Reynolds concludes: “I hope they find the eperience (sic) embarrassing.” This kind of paranoia is somewhat reminiscent of the days of the petty U.S.A./U.S.S.R. disputes, all which ultimately proved destructive and futile. Perhaps the law professor and the members of this week’s Capitol Hill committee should attend a quick history class and think about what the title of the former’s new book is saying, for if they did, they might notice how frequently self-censorship by organisations who in the past have tried to enter politically controversial markets results usually not in the ethical aberration of the organisations, but actually in changes to that nation’s marketplace. Supporters of the spread of the Western policies of free speech and low censorship should welcome actions like Google’s in entering China with some constraints, because they are the best real attempts that can be made to change the political landscape of emerging economies.
Take a recent New York Times article picked up by Hong Kong website “Simon’s World”, entitled “Ex-officials protest censorship by China”. “A dozen former Chinese Communist Party officials and senior scholars, including a onetime secretary to Mao Zedong and the retired bosses of the country's most powerful media outlets, have denounced the recent closing of a prominent newspaper supplement and helped fuel a growing backlash against press censorship in the one-party state,” reports Joseph Kahn. “Propaganda officials are also facing rare public challenges to their legal authority to take such actions, including a short strike and a string of resignations at one newspaper and defiant open letters from two editors singled out for censure.”
The piece concludes; “Those protests suggested that some people in China's increasingly market-driven media industry no longer fear the consequences of violating the party line.”

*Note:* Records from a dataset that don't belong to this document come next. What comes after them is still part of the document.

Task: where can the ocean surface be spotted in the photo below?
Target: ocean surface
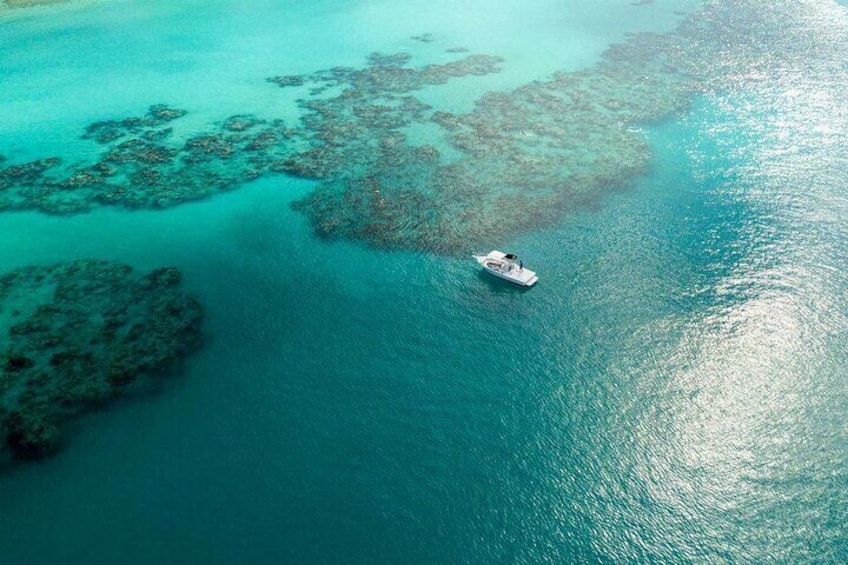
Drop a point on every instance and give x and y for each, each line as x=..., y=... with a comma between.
x=674, y=389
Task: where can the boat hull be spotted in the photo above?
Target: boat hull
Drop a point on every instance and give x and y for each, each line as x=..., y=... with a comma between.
x=507, y=267
x=529, y=280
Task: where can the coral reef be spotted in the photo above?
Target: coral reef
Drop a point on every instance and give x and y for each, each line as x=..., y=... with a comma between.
x=78, y=334
x=518, y=161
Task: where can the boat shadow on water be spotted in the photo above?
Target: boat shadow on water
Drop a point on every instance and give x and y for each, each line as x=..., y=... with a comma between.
x=501, y=286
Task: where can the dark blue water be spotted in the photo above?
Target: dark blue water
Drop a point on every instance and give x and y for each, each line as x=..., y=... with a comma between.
x=673, y=390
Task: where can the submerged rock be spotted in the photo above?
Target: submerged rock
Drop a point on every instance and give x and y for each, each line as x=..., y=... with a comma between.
x=82, y=332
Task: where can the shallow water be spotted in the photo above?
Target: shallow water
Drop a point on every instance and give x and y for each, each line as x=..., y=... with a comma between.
x=673, y=390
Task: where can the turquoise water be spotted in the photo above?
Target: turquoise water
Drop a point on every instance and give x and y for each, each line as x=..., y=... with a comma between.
x=673, y=390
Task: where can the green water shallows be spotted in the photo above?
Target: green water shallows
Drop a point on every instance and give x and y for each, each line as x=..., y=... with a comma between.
x=673, y=390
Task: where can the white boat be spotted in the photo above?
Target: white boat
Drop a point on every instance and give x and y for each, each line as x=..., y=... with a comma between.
x=508, y=267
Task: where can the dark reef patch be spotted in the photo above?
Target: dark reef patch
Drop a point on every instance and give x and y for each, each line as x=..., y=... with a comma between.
x=78, y=334
x=517, y=162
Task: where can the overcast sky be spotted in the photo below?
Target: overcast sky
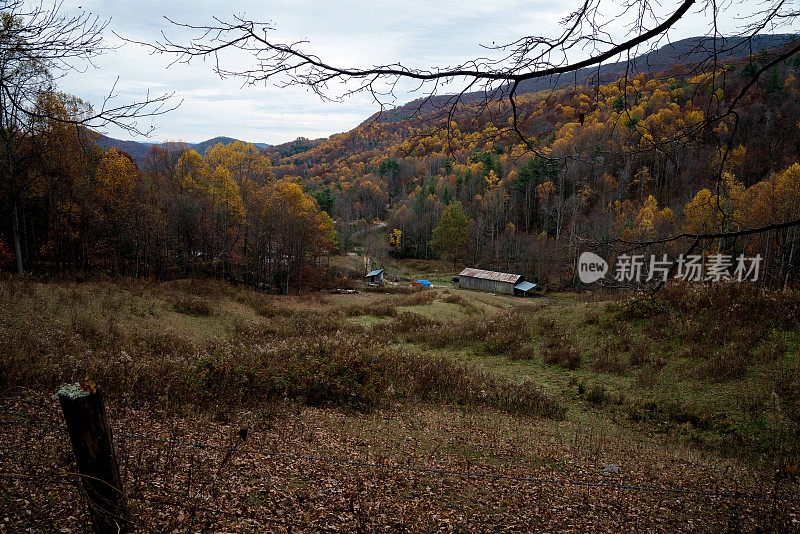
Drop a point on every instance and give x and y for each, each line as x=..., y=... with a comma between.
x=353, y=33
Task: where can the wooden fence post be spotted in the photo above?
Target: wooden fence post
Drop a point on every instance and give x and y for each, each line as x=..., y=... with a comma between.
x=85, y=413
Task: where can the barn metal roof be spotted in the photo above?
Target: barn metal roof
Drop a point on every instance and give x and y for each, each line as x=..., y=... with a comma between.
x=524, y=286
x=491, y=275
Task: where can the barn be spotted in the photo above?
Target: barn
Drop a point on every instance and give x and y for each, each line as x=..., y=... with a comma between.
x=492, y=281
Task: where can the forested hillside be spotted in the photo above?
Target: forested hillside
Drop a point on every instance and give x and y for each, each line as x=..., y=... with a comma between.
x=634, y=159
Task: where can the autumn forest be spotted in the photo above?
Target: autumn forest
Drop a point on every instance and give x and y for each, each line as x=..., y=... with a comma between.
x=631, y=160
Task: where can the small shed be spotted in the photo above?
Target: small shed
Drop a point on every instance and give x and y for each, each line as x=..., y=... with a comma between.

Reynolds is not the only one to be making such a fuss over the Chinese issue: almost unanimously the media have cried foul over what they perceive as mal intent by “the worlds’ most philanthropic company,” but the critics miss the point. Changes like those described above are brought about because of organisations like Yahoo! And Google, who are willing to concede on the grounds of some preliminary home-country moral issues in order to make progress in implementing their wider philosophies onto the global stage. Only by “doing as one does in Rome” can one reasonably expect to make progress in implementing policy and cultural change there.